Le uniche opere certe di Virgilio sono le opere giovanili contenute nell'Appendix
Vergiliana.
Struttura del poema
Anche qui, come nelle Bucoliche, non troviamo componimenti sciolti ma
un vero e proprio poema. I quattro libri che lo compongono possiedono una
chiara autonomia tematica, ma sono collegati da un piano complessivo e da
sottili riferimenti interni: il primo e il terzo terminano in modo
pessimistico, il secondo e il quarto in modo ottimistico. I primi due libri
parlano di una natura inanimata (cioè campi e alberi), mentre gli ultimi due si
riferiscono ad una natura viva (il bestiame e le api).
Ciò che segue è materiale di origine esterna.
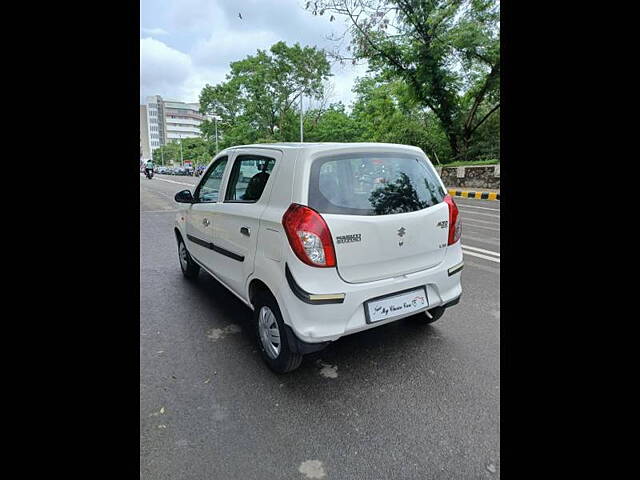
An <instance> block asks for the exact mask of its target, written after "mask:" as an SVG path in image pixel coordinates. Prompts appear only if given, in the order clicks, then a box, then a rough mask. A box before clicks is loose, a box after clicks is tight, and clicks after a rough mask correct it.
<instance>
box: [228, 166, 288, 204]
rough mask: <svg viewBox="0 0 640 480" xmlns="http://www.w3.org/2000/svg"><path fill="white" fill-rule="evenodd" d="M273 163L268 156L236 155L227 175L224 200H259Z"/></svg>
mask: <svg viewBox="0 0 640 480" xmlns="http://www.w3.org/2000/svg"><path fill="white" fill-rule="evenodd" d="M275 163H276V161H275V159H273V158H270V157H262V156H257V155H240V156H238V158H236V161H235V163H234V164H233V169H232V170H231V175H230V177H229V186H228V187H227V193H226V196H225V202H240V203H255V202H257V201H258V200H260V197H261V196H262V192H263V191H264V187H265V186H266V185H267V181H268V180H269V177H270V175H271V172H272V171H273V167H274V165H275Z"/></svg>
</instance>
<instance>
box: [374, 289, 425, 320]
mask: <svg viewBox="0 0 640 480" xmlns="http://www.w3.org/2000/svg"><path fill="white" fill-rule="evenodd" d="M428 306H429V300H428V299H427V291H426V289H425V288H424V287H420V288H416V289H413V290H409V291H408V292H402V293H396V294H391V295H389V296H387V297H383V298H378V299H376V300H370V301H368V302H366V303H365V304H364V311H365V315H366V318H367V323H375V322H380V321H382V320H389V319H391V318H395V317H400V316H403V315H407V314H409V313H414V312H417V311H420V310H425V309H426V308H427V307H428Z"/></svg>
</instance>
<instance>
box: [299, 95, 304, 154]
mask: <svg viewBox="0 0 640 480" xmlns="http://www.w3.org/2000/svg"><path fill="white" fill-rule="evenodd" d="M303 93H304V90H303V91H302V92H300V143H302V142H303V140H304V133H303V131H302V130H303V128H302V95H303Z"/></svg>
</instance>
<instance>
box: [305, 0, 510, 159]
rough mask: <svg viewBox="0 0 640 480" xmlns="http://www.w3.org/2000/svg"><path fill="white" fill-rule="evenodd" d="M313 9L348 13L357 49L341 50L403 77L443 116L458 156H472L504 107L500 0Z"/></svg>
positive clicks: (338, 4) (424, 107)
mask: <svg viewBox="0 0 640 480" xmlns="http://www.w3.org/2000/svg"><path fill="white" fill-rule="evenodd" d="M306 8H307V9H308V10H310V11H311V12H312V13H313V14H314V15H325V14H326V15H329V14H331V17H332V19H333V18H334V15H341V16H344V17H345V18H346V19H347V21H348V24H349V29H350V33H351V34H352V38H353V45H352V47H353V48H351V46H350V47H349V50H350V53H348V54H342V53H340V52H336V53H335V55H336V56H338V57H339V58H340V59H342V60H346V59H350V60H352V61H353V62H356V61H358V60H362V59H366V60H367V61H368V62H369V66H370V69H371V70H372V71H375V72H378V73H380V74H381V75H383V76H384V78H386V79H389V80H393V79H401V80H402V81H403V82H404V83H405V84H406V85H407V87H408V92H409V94H410V95H411V97H413V99H414V100H415V101H416V102H417V103H418V104H419V105H421V106H422V107H424V108H427V109H429V111H431V112H433V114H434V115H435V118H437V119H438V122H439V124H440V127H441V129H442V131H443V132H444V134H445V136H446V138H447V141H448V143H449V147H450V150H451V154H452V157H453V158H459V157H461V158H467V157H468V155H469V154H470V153H471V152H472V151H473V145H472V144H473V142H474V141H475V140H476V139H477V137H478V132H479V129H480V128H481V127H482V126H483V125H484V124H485V123H486V122H487V121H488V120H489V119H490V118H491V117H492V116H494V115H495V113H496V111H497V110H498V108H499V107H500V33H499V21H500V7H499V2H498V1H497V0H367V1H353V0H317V1H309V2H307V4H306Z"/></svg>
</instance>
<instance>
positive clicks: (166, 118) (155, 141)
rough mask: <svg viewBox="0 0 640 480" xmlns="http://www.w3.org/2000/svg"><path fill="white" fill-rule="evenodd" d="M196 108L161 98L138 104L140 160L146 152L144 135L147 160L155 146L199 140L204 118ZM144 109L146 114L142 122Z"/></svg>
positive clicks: (200, 134)
mask: <svg viewBox="0 0 640 480" xmlns="http://www.w3.org/2000/svg"><path fill="white" fill-rule="evenodd" d="M199 107H200V106H199V105H198V104H197V103H185V102H178V101H174V100H163V99H162V97H161V96H160V95H153V96H151V97H147V104H146V105H140V145H141V149H142V156H143V158H145V153H146V151H145V138H143V135H145V132H146V142H147V144H148V152H149V158H151V155H153V151H154V150H155V149H156V148H158V147H161V146H163V145H166V144H168V143H171V142H175V141H179V140H180V139H183V138H194V137H199V136H200V135H201V132H200V128H199V126H200V123H202V121H203V120H204V119H205V118H206V117H205V116H204V115H202V114H200V112H199ZM143 109H144V110H145V111H146V118H145V119H144V121H143ZM145 121H146V124H144V123H145Z"/></svg>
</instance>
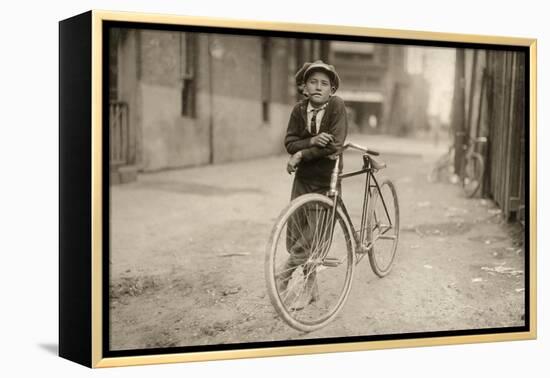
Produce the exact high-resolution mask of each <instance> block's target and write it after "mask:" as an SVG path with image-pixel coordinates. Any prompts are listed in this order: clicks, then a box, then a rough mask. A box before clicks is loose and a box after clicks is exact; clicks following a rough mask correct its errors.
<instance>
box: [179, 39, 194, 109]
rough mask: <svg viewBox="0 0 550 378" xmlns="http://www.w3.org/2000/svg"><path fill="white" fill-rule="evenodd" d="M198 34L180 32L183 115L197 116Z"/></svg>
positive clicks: (180, 50)
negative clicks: (197, 47) (196, 93)
mask: <svg viewBox="0 0 550 378" xmlns="http://www.w3.org/2000/svg"><path fill="white" fill-rule="evenodd" d="M196 61H197V35H196V34H194V33H181V34H180V80H181V115H182V116H185V117H195V116H196V97H197V96H196V80H195V79H196Z"/></svg>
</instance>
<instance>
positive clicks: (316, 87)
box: [306, 71, 334, 106]
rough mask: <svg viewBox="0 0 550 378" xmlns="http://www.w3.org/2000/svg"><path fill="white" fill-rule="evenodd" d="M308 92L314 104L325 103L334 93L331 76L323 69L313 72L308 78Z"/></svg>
mask: <svg viewBox="0 0 550 378" xmlns="http://www.w3.org/2000/svg"><path fill="white" fill-rule="evenodd" d="M306 92H307V93H308V94H309V101H311V103H312V105H313V106H321V105H323V104H324V103H325V102H327V101H328V99H329V97H330V95H331V94H333V93H334V91H333V88H332V85H331V83H330V77H329V76H328V75H327V74H326V73H324V72H322V71H315V72H313V73H312V74H311V75H309V77H308V78H307V80H306Z"/></svg>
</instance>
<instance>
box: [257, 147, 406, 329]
mask: <svg viewBox="0 0 550 378" xmlns="http://www.w3.org/2000/svg"><path fill="white" fill-rule="evenodd" d="M348 148H352V149H355V150H358V151H361V152H363V154H362V158H363V166H362V168H361V169H360V170H357V171H353V172H348V173H340V172H339V169H338V166H339V160H340V158H341V156H342V154H343V152H344V151H345V150H346V149H348ZM371 155H372V156H378V155H379V153H378V152H376V151H373V150H369V149H367V148H365V147H362V146H359V145H356V144H353V143H347V144H345V145H344V147H343V148H342V151H340V152H339V153H338V154H336V155H335V156H333V159H334V160H335V165H334V169H333V171H332V175H331V181H330V190H329V191H328V193H327V194H326V195H323V194H317V193H311V194H305V195H302V196H300V197H297V198H296V199H294V200H293V201H291V202H290V203H289V204H288V206H286V207H285V208H284V209H283V211H282V212H281V214H280V215H279V218H278V219H277V221H276V222H275V225H274V227H273V230H272V232H271V235H270V238H269V241H268V244H267V247H266V255H265V278H266V283H267V289H268V290H267V291H268V294H269V298H270V300H271V303H272V304H273V306H274V307H275V310H276V311H277V313H278V315H279V316H280V317H281V318H282V319H283V320H284V321H285V322H286V323H287V324H288V325H290V326H291V327H293V328H295V329H297V330H300V331H306V332H311V331H314V330H317V329H319V328H322V327H324V326H325V325H327V324H328V323H329V322H331V321H332V320H334V318H335V317H336V316H337V315H338V313H339V312H340V310H341V309H342V307H343V305H344V303H345V301H346V300H347V297H348V295H349V292H350V289H351V285H352V281H353V275H354V270H355V266H356V265H357V264H358V263H359V262H360V261H361V260H362V259H363V258H364V257H365V256H366V255H368V256H369V261H370V265H371V268H372V270H373V271H374V273H375V274H376V275H377V276H379V277H384V276H386V275H387V274H388V273H389V272H390V270H391V268H392V266H393V264H394V261H395V254H396V250H397V242H398V239H399V205H398V200H397V193H396V190H395V186H394V184H393V183H392V182H391V181H390V180H389V179H383V180H381V182H380V183H379V182H378V180H377V178H376V175H375V173H376V172H378V171H379V170H381V169H383V168H385V167H386V164H385V163H383V162H380V161H376V160H375V159H374V158H373V157H372V156H371ZM358 175H365V177H366V178H365V190H364V195H363V201H362V202H363V203H362V212H361V225H360V228H359V229H355V228H354V226H353V222H352V220H351V218H350V216H349V213H348V211H347V209H346V206H345V204H344V202H343V199H342V196H341V195H340V193H339V191H338V188H339V185H340V183H341V181H342V180H343V179H345V178H349V177H352V176H358ZM293 248H294V251H296V250H297V249H300V251H302V252H303V254H302V255H303V256H302V259H301V260H300V261H293V263H289V261H291V260H296V259H297V258H296V257H295V256H297V255H298V254H296V255H295V254H292V253H290V252H289V251H291V250H292V249H293ZM289 264H290V266H289ZM282 277H284V278H285V280H286V281H281V279H282ZM312 278H313V280H314V285H315V288H317V292H320V293H321V295H320V296H319V298H315V299H317V300H315V301H313V302H312V303H306V305H305V306H303V307H301V308H299V306H296V303H298V302H299V300H300V298H301V297H302V295H303V294H304V293H305V292H306V291H307V285H308V283H309V282H311V281H312ZM282 283H284V285H283V284H282ZM314 297H315V296H313V297H312V300H314Z"/></svg>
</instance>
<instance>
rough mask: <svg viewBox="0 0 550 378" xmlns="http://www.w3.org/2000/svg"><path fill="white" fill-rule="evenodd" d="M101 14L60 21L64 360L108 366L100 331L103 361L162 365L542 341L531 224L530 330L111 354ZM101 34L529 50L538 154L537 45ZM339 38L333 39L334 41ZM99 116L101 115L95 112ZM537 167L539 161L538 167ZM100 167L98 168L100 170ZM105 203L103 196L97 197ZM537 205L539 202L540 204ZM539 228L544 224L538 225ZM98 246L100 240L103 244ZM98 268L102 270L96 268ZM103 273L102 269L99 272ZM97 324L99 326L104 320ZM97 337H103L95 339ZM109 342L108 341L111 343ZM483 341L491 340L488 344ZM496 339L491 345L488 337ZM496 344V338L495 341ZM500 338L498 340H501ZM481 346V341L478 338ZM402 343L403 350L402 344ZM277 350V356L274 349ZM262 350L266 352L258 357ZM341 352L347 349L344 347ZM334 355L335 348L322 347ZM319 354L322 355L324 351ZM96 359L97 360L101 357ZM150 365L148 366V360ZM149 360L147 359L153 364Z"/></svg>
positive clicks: (399, 40)
mask: <svg viewBox="0 0 550 378" xmlns="http://www.w3.org/2000/svg"><path fill="white" fill-rule="evenodd" d="M94 18H95V15H94V12H92V11H90V12H87V13H84V14H81V15H79V16H75V17H73V18H70V19H67V20H64V21H61V22H60V24H59V27H60V28H59V33H60V36H59V46H60V50H59V61H60V66H59V68H60V71H59V89H60V94H59V107H60V108H59V114H60V121H59V122H60V125H59V127H60V137H59V138H60V139H59V143H60V146H59V148H60V150H59V152H60V162H59V173H60V176H59V177H60V178H59V185H60V196H59V204H60V205H59V206H60V208H59V210H60V217H59V220H60V234H59V238H60V251H59V258H60V260H59V280H60V281H59V285H60V286H59V354H60V356H61V357H64V358H67V359H69V360H71V361H74V362H77V363H79V364H82V365H85V366H88V367H95V366H101V365H103V364H101V365H98V361H97V358H98V357H97V354H94V350H96V346H94V345H97V338H96V337H97V335H96V334H97V333H98V332H99V333H101V334H102V338H103V341H102V340H101V339H100V344H101V356H99V358H100V359H105V358H107V359H108V360H112V358H111V357H113V358H115V359H116V358H117V357H143V356H146V357H147V356H149V362H148V363H159V362H162V359H163V358H165V357H166V355H172V354H178V353H179V354H181V353H186V354H187V353H190V354H194V352H220V351H234V352H238V351H239V350H240V351H241V352H242V351H243V350H250V351H251V352H250V353H249V354H248V355H246V354H245V357H246V356H250V355H253V354H254V353H256V354H257V355H262V354H263V355H264V356H267V355H277V354H279V355H280V354H298V353H302V354H303V353H314V352H311V351H309V352H308V351H304V350H303V349H297V350H296V349H295V350H296V351H294V352H293V351H292V350H291V349H289V348H288V349H287V351H286V352H284V351H283V353H281V352H280V351H277V349H280V347H289V346H298V347H300V346H311V345H317V346H321V345H324V344H329V345H331V344H332V345H334V347H335V349H333V350H332V351H338V349H336V346H337V345H336V344H339V345H340V346H341V345H342V343H348V344H351V343H357V342H365V341H374V342H376V341H388V340H393V341H399V340H411V341H412V342H414V340H412V339H417V341H416V346H418V345H432V344H433V345H440V344H449V343H453V341H452V340H451V341H447V342H444V341H443V342H441V341H439V342H437V341H433V342H432V341H430V339H432V340H435V339H437V338H442V337H448V336H475V335H488V336H489V335H491V334H507V333H514V332H517V333H520V334H523V337H517V335H516V337H514V338H513V337H511V336H510V338H508V339H506V338H501V340H512V339H528V338H530V337H529V336H531V337H535V336H536V334H535V333H534V329H533V328H532V327H533V326H534V324H531V314H530V312H531V310H532V307H531V303H530V299H531V291H532V290H533V289H532V288H531V287H530V284H531V279H530V276H529V275H530V274H535V272H531V267H532V263H531V262H530V257H531V255H530V253H531V252H530V248H532V246H530V245H529V244H530V241H531V231H530V227H529V226H530V223H528V225H527V227H526V234H525V246H526V250H527V251H529V252H530V253H527V254H526V281H525V285H526V290H525V308H526V316H525V326H524V327H514V328H498V329H475V330H463V331H441V332H429V333H411V334H399V335H378V336H363V337H345V338H344V337H339V338H331V339H319V340H293V341H290V340H283V341H278V342H256V343H246V344H226V345H208V346H187V347H185V346H183V347H173V348H162V349H161V348H158V349H142V350H130V351H110V350H109V349H108V340H109V330H108V324H109V323H108V309H109V306H108V305H107V306H105V303H106V302H105V300H102V302H103V306H102V307H103V309H102V311H103V312H102V314H101V317H102V318H103V325H102V327H101V330H98V329H97V328H98V327H95V328H94V327H93V324H94V319H96V318H97V316H98V315H97V312H96V313H95V315H96V316H95V318H94V317H93V316H92V314H93V312H94V311H96V309H95V308H94V306H93V303H94V298H92V296H94V297H95V295H93V287H92V286H93V283H92V279H93V275H92V272H94V266H93V262H92V260H93V252H92V251H93V246H92V243H93V242H94V240H93V234H92V227H93V225H92V216H93V214H92V211H93V210H92V209H93V206H94V202H93V200H92V195H93V193H92V185H93V182H92V177H94V172H92V169H93V167H92V164H93V157H92V155H93V154H94V151H93V146H92V142H93V140H92V139H93V137H92V134H93V132H94V130H93V128H95V127H97V122H96V123H94V124H93V123H92V118H93V114H92V113H93V112H97V109H95V108H94V106H96V104H97V103H94V99H93V98H92V97H93V94H92V86H93V85H94V83H97V81H99V80H101V81H102V83H103V104H102V105H101V107H102V109H101V111H100V114H101V116H102V121H101V122H100V124H101V125H102V128H103V130H106V128H108V118H107V116H108V111H107V109H108V107H107V106H105V104H108V101H107V100H106V99H107V97H108V96H106V95H105V93H106V88H108V85H106V84H108V75H106V74H105V73H106V70H103V77H102V78H98V77H95V78H92V76H93V72H95V71H94V68H93V63H92V61H93V59H94V56H93V51H94V45H93V42H92V39H93V36H97V34H96V33H97V29H96V31H95V32H94V31H93V27H94V25H95V27H96V28H97V26H98V24H96V23H95V22H96V21H94ZM99 26H100V27H99V29H101V33H102V38H103V42H102V48H103V51H105V47H106V46H108V33H107V31H108V27H109V26H115V27H119V26H122V27H134V28H150V29H162V30H166V29H169V30H182V29H187V30H189V29H191V30H193V31H199V32H216V33H230V34H243V35H247V34H248V35H270V36H284V37H294V38H300V37H305V38H308V37H309V38H319V39H326V38H331V37H336V38H337V39H342V40H352V41H353V40H356V41H366V40H369V41H372V42H383V43H396V44H399V43H400V44H409V45H428V46H433V45H436V46H447V47H465V48H484V49H491V48H492V49H496V50H499V49H500V50H504V49H505V50H514V51H518V50H519V51H522V52H525V54H526V68H527V67H529V69H526V72H525V75H526V80H525V81H526V88H525V95H526V112H525V118H526V125H529V126H530V129H529V134H528V135H529V137H528V138H526V146H525V152H526V155H527V157H529V158H531V157H532V154H531V151H530V147H531V138H532V137H533V134H532V133H531V128H533V127H535V124H533V125H531V120H532V119H533V118H531V115H532V113H531V112H532V106H531V101H532V98H531V96H533V95H534V94H533V92H532V90H531V76H530V75H532V74H533V73H532V72H530V71H531V69H532V67H533V65H532V62H531V59H532V58H533V55H531V54H530V51H531V50H530V47H529V46H525V45H523V46H521V45H498V44H487V43H473V42H456V41H455V42H448V41H430V40H429V39H427V40H422V39H405V38H395V37H393V38H392V37H365V36H354V35H338V36H336V35H332V34H330V33H327V34H320V33H318V32H316V33H312V32H305V31H304V32H288V31H287V32H284V31H270V30H256V29H254V30H250V29H241V28H235V27H223V26H220V27H217V26H192V23H191V25H189V26H184V25H167V24H163V23H144V22H128V21H122V20H120V21H119V20H107V21H106V20H102V21H101V22H100V23H99ZM331 39H332V38H331ZM105 55H106V54H103V61H102V63H101V64H102V66H103V67H106V65H107V64H108V59H107V57H106V56H105ZM94 114H95V113H94ZM102 135H103V136H102V143H103V145H104V146H108V143H109V140H108V133H103V134H102ZM106 151H107V149H103V152H102V157H101V159H102V161H101V163H100V165H101V166H102V168H103V173H102V185H101V194H102V201H101V199H100V203H101V202H102V204H101V207H102V219H101V221H100V224H101V228H102V230H103V234H102V240H101V241H100V243H101V245H102V247H101V250H102V251H103V252H102V253H103V254H104V256H107V257H108V253H109V251H108V249H109V227H108V224H109V174H108V169H109V168H108V166H109V164H108V153H107V152H106ZM529 158H528V159H526V171H527V172H528V175H526V194H527V199H526V205H527V206H526V219H528V220H531V215H530V210H531V202H530V200H531V196H530V195H529V194H531V189H530V185H531V183H532V182H531V177H530V175H531V172H532V171H531V170H530V159H529ZM531 164H535V162H531ZM96 169H97V168H96ZM95 199H96V200H97V198H95ZM535 203H536V199H535ZM534 226H535V229H536V223H535V225H534ZM96 242H98V241H97V240H96ZM95 268H96V269H97V266H96V267H95ZM108 269H109V264H108V258H103V265H102V272H103V274H102V276H103V277H102V288H101V294H102V298H108V293H109V290H108V282H109V281H108ZM97 274H99V275H100V276H101V272H100V273H98V272H97V271H95V275H97ZM96 324H97V323H96ZM94 335H95V336H94ZM418 339H424V340H425V341H420V340H418ZM462 340H463V341H460V338H457V341H456V343H460V342H476V341H477V340H476V339H472V341H464V339H462ZM106 341H107V342H106ZM482 341H483V340H482ZM484 341H488V340H486V339H485V340H484ZM489 341H490V340H489ZM495 341H497V340H495ZM478 342H479V341H478ZM394 346H395V345H394ZM402 346H415V344H414V343H410V342H409V343H404V342H403V343H402ZM270 349H271V350H273V351H271V352H270V351H269V350H270ZM358 349H367V347H366V346H364V347H363V348H358V347H355V348H354V347H350V348H349V350H358ZM254 350H256V351H258V350H259V351H260V353H258V352H255V351H254ZM340 350H343V349H342V348H341V347H340ZM323 351H331V350H330V349H325V350H321V352H323ZM317 353H319V352H317ZM155 355H156V356H158V359H157V360H156V361H155V360H151V358H152V357H154V356H155ZM94 356H95V357H94ZM217 358H220V357H216V356H215V355H213V356H212V357H211V358H208V357H206V356H204V357H202V356H200V355H199V356H198V357H190V358H188V359H187V360H193V359H194V360H207V359H217ZM221 358H238V356H237V353H235V356H232V355H228V354H223V353H222V357H221ZM173 360H175V361H178V360H177V358H173V359H172V361H173ZM141 363H143V362H141ZM146 363H147V362H146ZM115 365H116V363H113V364H112V365H111V364H105V365H103V366H115Z"/></svg>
I proemi, inoltre, si alternano tra lunghi, nei libri dispari, e brevi, nei
libri pari: i più importanti sono quelli del I e del III libro, in cui
ricorrono anche inni di lode ad Ottaviano. Anche per quanto riguarda le
digressioni conclusive, si possono notare corrispondenze simmetriche. La
descrizione delle guerre civili, nel libro I, si lega a quella del libro III
sulla peste che
colpisce gli animali del Norico (gli orrori della storia e gli orrori della
natura); l'elogio della vita campestre, nel libro II, si oppone agli orrori
della guerra e la rinascita prodigiosa delle api, nel libro IV, risponde alla
morte per pestilenza.
Un poema didascalico
Il poema, benché rimanga all'interno del genere didascalico,
non vuole solo spiegare il lavoro dei campi o fornire indicazioni tecniche
sull’agricoltura: mira anche a esaltare l'attività
agricola come palestra di virtù civili e partecipazione del cittadino a
vantaggio della collettività, in accordo con l'ideologia augustea. Virgilio,
in alcuni punti, sembra rifarsi a Lucrezio, il poeta latino autore del poema
didascalico De Rerum Natura, anche se non condivide
pienamente la sua visione della natura. Sotto certi aspetti preferisce
l’orientamento stoico; per altri, come la suddetta esaltazione del mondo
agricolo e la sua minuziosa descrizione, il poeta latino sembra avvicinarsi
molto al greco Esiodo,
con le sue Opere e i giorni (Ἔpγα
καὶ ἡμέραι).
Si avverte in lui la volontà di costruire intorno all’uomo un mondo
“complice”: il mondo della natura campestre è l’unico adatto ad una vita sana e
virtuosa in contrapposizione alla vita cittadina e alla sua corruzione.
Il lavoro
La digressione sulle origini del lavoro presenta quest'ultimo come dono di Giove all'uomo affinché egli, spinto dalla
necessità, acuisse l'ingegno ideando le varie attività e perseguendo il
progresso. In questo mito Virgilio fuse due opposte concezioni del lavoro, una
di Esiodo e
l'altra di Lucrezio.
Del primo mantenne il valore sacrale del lavoro eliminandone il carattere
punitivo (per Esiodo era una condanna di Giove), del secondo mantenne il valore
positivo ed eliminò i tratti laici e razionalistici (per Lucrezio erano stati
la fatica e l'ingegno dell'uomo a segnare la sua evoluzione dall'età primitiva
all'età civile).
Lo stoicismo e le api
Il lavoro visto non più come una condanna, ma come dono divino, viene
rivalutato dal punto di vista etico e culturale. Da questo punto di vista
assume una particolare importanza la figura delle api nella digressione del IV
libro. L'autore mostra le api riprendendo la metafora sociale di Cicerone: esse hanno un’organizzazione
comunitaria, caratterizzata dalla fedeltà alla casa e alle leggi, dalla
condivisione delle risorse e dalla dedizione al lavoro, in una tipica visione
stoica della società. Le api, inoltre, sono disposte anche al sacrificio
personale per il bene comune e mantengono l’assoluta dedizione al capo: tutti
elementi del più puro idealismo augusteo. Con le Georgiche, Virgilio abbandonò
la dolcezza consolatoria della natura presente nelle Bucoliche per trasformare
la natura in cultura, grazie al lavoro dell'uomo.